On a street in the Nottinghamshire town of Arnold, there is a Liberal club, a Labour club and a Conservative club, all within a five-minute walk of one another. But how much do the people who patronise these establishments actually care about politics?
There’s an intense silence among the members of Arnold’s Balfour Conservative Club as the president calls out numbers. That’s because Wednesday night is bingo night – and bingo night is taken seriously. Certainly more seriously than politics.
In the lull between the rounds, 82-year-old Shirley Wilmot, who has always voted Labour, says she’s never really thought about the club’s Conservative connections.
“I’m a member of the Liberal club and the Labour club as well,” she says. “But this is my favourite because it’s so friendly.
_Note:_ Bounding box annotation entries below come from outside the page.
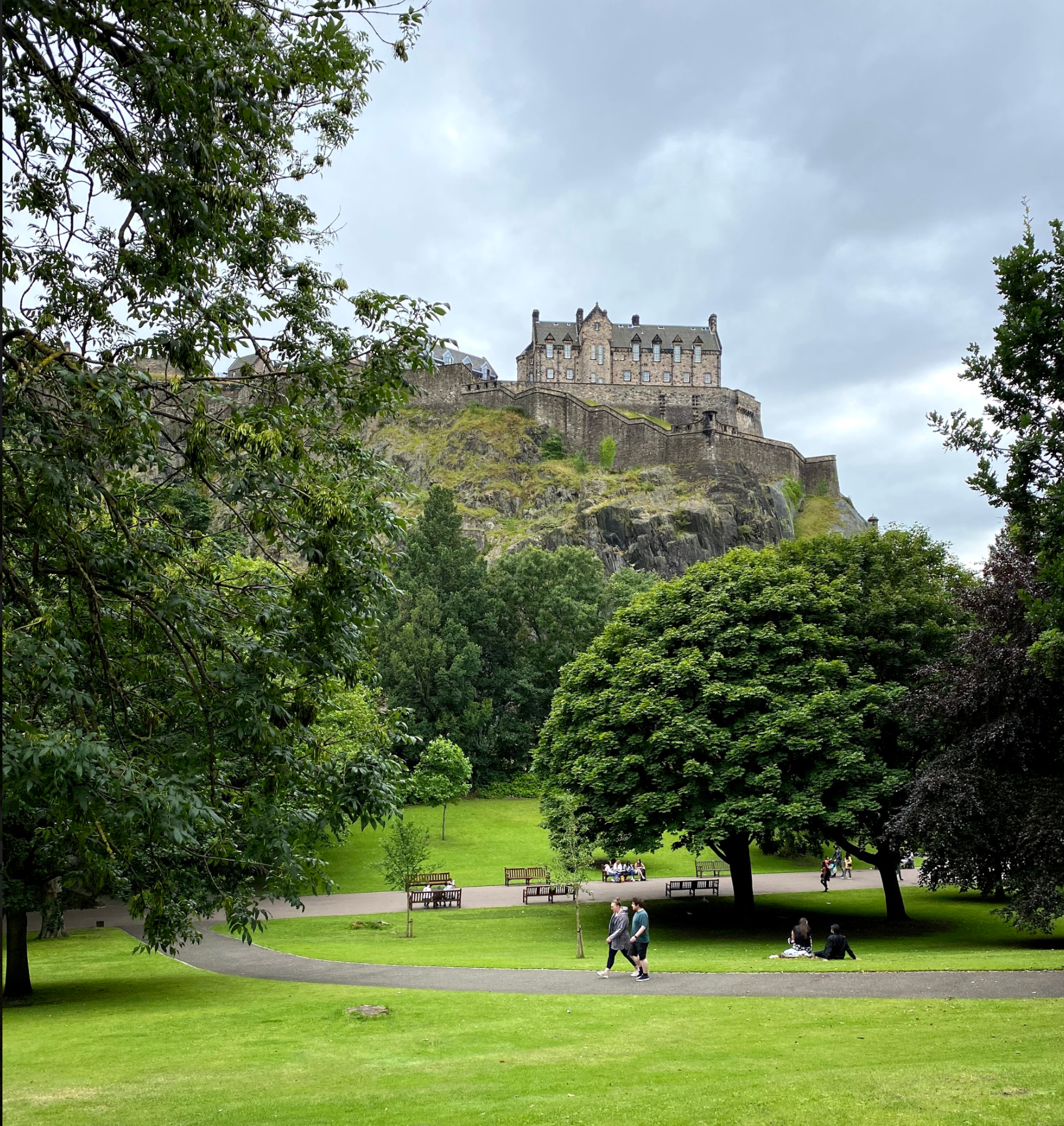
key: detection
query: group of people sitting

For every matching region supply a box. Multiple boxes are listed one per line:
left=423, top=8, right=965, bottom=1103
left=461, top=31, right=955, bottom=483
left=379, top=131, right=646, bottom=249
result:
left=769, top=918, right=857, bottom=962
left=603, top=857, right=646, bottom=884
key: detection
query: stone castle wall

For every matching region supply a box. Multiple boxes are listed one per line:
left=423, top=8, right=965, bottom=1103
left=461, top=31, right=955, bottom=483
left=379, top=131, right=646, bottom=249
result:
left=415, top=365, right=839, bottom=497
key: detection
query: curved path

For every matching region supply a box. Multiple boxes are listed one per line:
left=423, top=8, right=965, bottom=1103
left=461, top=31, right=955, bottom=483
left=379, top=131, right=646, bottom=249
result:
left=124, top=924, right=1064, bottom=1000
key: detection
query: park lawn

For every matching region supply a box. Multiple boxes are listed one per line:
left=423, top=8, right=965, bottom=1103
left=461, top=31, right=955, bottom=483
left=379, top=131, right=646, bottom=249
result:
left=241, top=887, right=1064, bottom=973
left=4, top=929, right=1064, bottom=1126
left=324, top=799, right=833, bottom=892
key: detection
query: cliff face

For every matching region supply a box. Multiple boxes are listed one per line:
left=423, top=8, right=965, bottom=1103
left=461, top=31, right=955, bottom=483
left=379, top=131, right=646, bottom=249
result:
left=370, top=407, right=867, bottom=576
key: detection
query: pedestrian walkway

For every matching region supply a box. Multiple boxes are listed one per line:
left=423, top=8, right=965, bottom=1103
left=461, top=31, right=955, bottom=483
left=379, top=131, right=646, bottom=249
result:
left=126, top=924, right=1064, bottom=1000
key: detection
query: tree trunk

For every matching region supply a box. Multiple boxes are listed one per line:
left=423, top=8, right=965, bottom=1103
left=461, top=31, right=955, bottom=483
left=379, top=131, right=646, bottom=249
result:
left=876, top=852, right=909, bottom=922
left=4, top=911, right=34, bottom=1000
left=720, top=833, right=753, bottom=923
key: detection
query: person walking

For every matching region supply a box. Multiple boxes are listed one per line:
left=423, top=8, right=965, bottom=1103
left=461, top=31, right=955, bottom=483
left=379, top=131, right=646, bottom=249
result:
left=598, top=898, right=638, bottom=977
left=632, top=895, right=650, bottom=982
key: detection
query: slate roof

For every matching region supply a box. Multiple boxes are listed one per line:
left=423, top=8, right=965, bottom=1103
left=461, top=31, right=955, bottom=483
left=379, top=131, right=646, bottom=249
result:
left=534, top=317, right=720, bottom=352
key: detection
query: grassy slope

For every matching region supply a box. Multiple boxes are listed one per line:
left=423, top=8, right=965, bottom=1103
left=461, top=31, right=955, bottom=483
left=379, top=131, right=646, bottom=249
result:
left=325, top=799, right=833, bottom=892
left=243, top=887, right=1064, bottom=973
left=4, top=931, right=1064, bottom=1126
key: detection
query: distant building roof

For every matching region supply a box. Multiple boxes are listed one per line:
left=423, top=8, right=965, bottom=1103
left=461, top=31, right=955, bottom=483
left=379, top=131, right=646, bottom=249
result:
left=432, top=344, right=499, bottom=379
left=533, top=315, right=720, bottom=352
“I go to the Liberal on a Saturday because they have two artists on, here on the Wednesday for the bingo and the Labour club on Sunday for the dinner. They’re not political places.”
Image caption The Labour club is seen by its regulars as a handy place to go for a cheap pint served by friendly staff
Just down the road at the Arnold Labour Club, president John Wood, 60, would agree with that sentiment.
He says its link to the party ended about 10 years ago and that the association had become “damaging”. He is even looking to change the club’s name.
Of the nine people asked at the Labour club, not one could say they would definitely vote for the Labour Party, and a few know they certainly will not.
Among them is Ann Rogers, 50, a member of a motorbike group which meets there weekly.
“I come for the friendly people and the amazing bar staff,” she says. “I’ve been here for four years and never heard anyone talk about politics. It’s just a name over the door. It doesn’t matter if you support Labour or Conservative, you’re welcome here.